Synovitis-acne-pustulosis-hyperostosis-osteitis (SAPHO) syndrome is a rare disorder. The etiology remains unknown and the treatment is still empirical. Synovitis is one of the major manifestations, but information on histopathological features is still lacking. In this case, we investigated the histopathological features of SAPHO syndrome synovitis.

Case presentation

We present the case of a 53-year-old Japanese woman with SAPHO syndrome accompanied by marked knee synovitis and palmoplantar pustulosis. We found abundant sterile joint fluid in the right knee, and a blood test showed abnormally high values of C-reactive protein (17.26 mg/dl) and matrix metalloproteinase-3 (800 ng/ml).
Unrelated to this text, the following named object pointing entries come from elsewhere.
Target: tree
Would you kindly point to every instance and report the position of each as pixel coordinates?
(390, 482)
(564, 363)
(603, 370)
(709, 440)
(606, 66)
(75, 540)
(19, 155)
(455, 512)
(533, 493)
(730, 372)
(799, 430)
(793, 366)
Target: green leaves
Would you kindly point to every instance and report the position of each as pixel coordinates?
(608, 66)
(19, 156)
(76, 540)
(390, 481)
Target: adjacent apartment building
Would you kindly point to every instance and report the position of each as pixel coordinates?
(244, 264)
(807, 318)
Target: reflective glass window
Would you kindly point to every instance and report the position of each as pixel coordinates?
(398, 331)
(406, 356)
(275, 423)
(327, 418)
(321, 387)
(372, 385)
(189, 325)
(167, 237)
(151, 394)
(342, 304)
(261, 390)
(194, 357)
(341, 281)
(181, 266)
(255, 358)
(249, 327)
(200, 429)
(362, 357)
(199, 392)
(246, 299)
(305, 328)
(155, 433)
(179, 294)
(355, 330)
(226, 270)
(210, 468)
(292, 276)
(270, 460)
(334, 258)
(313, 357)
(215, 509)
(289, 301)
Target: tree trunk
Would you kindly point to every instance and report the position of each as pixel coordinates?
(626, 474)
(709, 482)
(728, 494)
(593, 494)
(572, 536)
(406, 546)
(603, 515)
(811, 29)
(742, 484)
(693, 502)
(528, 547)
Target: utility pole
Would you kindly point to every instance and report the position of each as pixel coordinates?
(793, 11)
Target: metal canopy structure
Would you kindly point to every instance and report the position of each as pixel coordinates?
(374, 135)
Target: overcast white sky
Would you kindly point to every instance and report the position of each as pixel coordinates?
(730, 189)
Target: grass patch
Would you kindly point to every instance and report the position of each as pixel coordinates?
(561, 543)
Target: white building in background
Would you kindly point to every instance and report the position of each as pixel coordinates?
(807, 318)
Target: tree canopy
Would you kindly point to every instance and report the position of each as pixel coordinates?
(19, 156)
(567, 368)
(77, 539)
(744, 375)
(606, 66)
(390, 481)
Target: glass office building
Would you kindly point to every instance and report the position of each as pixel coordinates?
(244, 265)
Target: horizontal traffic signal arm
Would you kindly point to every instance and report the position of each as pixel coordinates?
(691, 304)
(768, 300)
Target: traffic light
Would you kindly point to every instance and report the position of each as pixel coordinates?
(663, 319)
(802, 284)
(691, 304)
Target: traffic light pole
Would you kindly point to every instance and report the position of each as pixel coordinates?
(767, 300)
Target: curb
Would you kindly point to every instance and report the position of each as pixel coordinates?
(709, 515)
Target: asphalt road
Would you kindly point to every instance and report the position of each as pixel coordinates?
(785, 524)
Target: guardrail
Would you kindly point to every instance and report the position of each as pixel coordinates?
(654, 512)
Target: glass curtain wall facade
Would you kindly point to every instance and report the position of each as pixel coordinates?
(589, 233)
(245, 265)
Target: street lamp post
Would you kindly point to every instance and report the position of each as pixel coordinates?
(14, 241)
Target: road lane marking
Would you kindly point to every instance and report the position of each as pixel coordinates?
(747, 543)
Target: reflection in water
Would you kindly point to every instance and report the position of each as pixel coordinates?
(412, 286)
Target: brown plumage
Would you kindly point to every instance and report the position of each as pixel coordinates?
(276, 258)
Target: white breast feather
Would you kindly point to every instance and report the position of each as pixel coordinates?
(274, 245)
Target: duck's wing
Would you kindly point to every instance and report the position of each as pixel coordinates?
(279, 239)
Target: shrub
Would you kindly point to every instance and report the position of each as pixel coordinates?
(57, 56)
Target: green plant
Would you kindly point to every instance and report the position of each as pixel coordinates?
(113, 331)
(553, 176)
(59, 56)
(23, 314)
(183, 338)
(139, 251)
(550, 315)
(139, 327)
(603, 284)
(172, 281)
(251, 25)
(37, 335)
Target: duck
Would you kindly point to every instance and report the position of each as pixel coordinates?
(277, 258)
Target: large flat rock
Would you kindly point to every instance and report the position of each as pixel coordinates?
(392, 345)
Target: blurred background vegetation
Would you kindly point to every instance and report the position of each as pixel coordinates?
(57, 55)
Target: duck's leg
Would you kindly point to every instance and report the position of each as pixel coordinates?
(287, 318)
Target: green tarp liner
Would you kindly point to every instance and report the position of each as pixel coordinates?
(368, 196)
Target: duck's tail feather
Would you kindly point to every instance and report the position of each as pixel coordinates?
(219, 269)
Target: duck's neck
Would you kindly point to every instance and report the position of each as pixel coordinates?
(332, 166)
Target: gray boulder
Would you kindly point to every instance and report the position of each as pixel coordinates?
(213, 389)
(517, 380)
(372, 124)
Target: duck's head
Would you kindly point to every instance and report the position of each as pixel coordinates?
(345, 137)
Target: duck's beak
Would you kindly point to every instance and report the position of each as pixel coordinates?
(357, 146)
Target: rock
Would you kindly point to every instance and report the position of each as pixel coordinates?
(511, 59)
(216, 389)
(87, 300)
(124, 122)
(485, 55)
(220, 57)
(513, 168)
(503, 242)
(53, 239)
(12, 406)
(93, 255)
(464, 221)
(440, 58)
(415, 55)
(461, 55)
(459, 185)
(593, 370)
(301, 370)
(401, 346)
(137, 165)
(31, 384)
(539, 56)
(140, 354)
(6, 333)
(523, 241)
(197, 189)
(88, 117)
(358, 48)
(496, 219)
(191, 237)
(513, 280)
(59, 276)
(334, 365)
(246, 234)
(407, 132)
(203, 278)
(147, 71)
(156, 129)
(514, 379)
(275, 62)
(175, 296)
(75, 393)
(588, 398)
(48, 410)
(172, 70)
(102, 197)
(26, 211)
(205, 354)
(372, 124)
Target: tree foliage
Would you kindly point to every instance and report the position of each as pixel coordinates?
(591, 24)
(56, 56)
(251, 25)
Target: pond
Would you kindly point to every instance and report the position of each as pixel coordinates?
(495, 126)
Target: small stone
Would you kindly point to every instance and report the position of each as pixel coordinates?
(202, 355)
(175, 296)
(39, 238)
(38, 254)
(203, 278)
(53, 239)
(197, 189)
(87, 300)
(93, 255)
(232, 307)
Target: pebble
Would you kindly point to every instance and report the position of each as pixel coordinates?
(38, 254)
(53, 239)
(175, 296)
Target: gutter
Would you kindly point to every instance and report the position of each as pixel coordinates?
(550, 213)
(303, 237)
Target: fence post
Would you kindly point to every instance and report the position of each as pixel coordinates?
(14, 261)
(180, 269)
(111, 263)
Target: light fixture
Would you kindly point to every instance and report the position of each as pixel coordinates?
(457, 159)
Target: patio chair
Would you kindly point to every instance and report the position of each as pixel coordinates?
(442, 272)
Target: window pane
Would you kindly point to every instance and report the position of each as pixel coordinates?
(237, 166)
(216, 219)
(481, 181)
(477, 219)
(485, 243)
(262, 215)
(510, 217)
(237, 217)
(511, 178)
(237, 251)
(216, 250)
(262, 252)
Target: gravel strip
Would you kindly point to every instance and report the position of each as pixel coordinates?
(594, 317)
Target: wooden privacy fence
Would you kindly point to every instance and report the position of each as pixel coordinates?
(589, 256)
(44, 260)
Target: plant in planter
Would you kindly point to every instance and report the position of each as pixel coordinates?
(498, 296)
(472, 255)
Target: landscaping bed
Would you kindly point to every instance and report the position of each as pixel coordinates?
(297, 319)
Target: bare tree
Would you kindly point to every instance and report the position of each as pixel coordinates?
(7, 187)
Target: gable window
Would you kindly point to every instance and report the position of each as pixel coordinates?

Arthroscopic surgery revealed marked proliferation of villous synovial tissues similar to rheumatoid arthritis and standard microscopic findings were also similar to rheumatoid arthritis. Furthermore, for the first time, we demonstrated by immunohistochemistry the expression of tumor necrosis factor-alpha (TNF-α) converting enzyme, TNF-α and matrix metalloproteinase-3 in the proliferated synovial lining cells. After arthroscopic synovectomy, her knee symptoms immediately diminished and laboratory data (matrix metalloproteinase-3 and C-reactive protein) normalized within 2 weeks of surgery.

Conclusion

We demonstrate the expression of TNF-α converting enzyme, TNF-α and matrix metalloproteinase-3 in SAPHO syndrome synovitis for the first time and also show, both macro- and microscopically, the similarity between SAPHO syndrome and rheumatoid arthritis synovitis. These new findings support the recently reported successful treatment of SAPHO syndrome with antirheumatic drugs, especially with anti-TNF-α agents.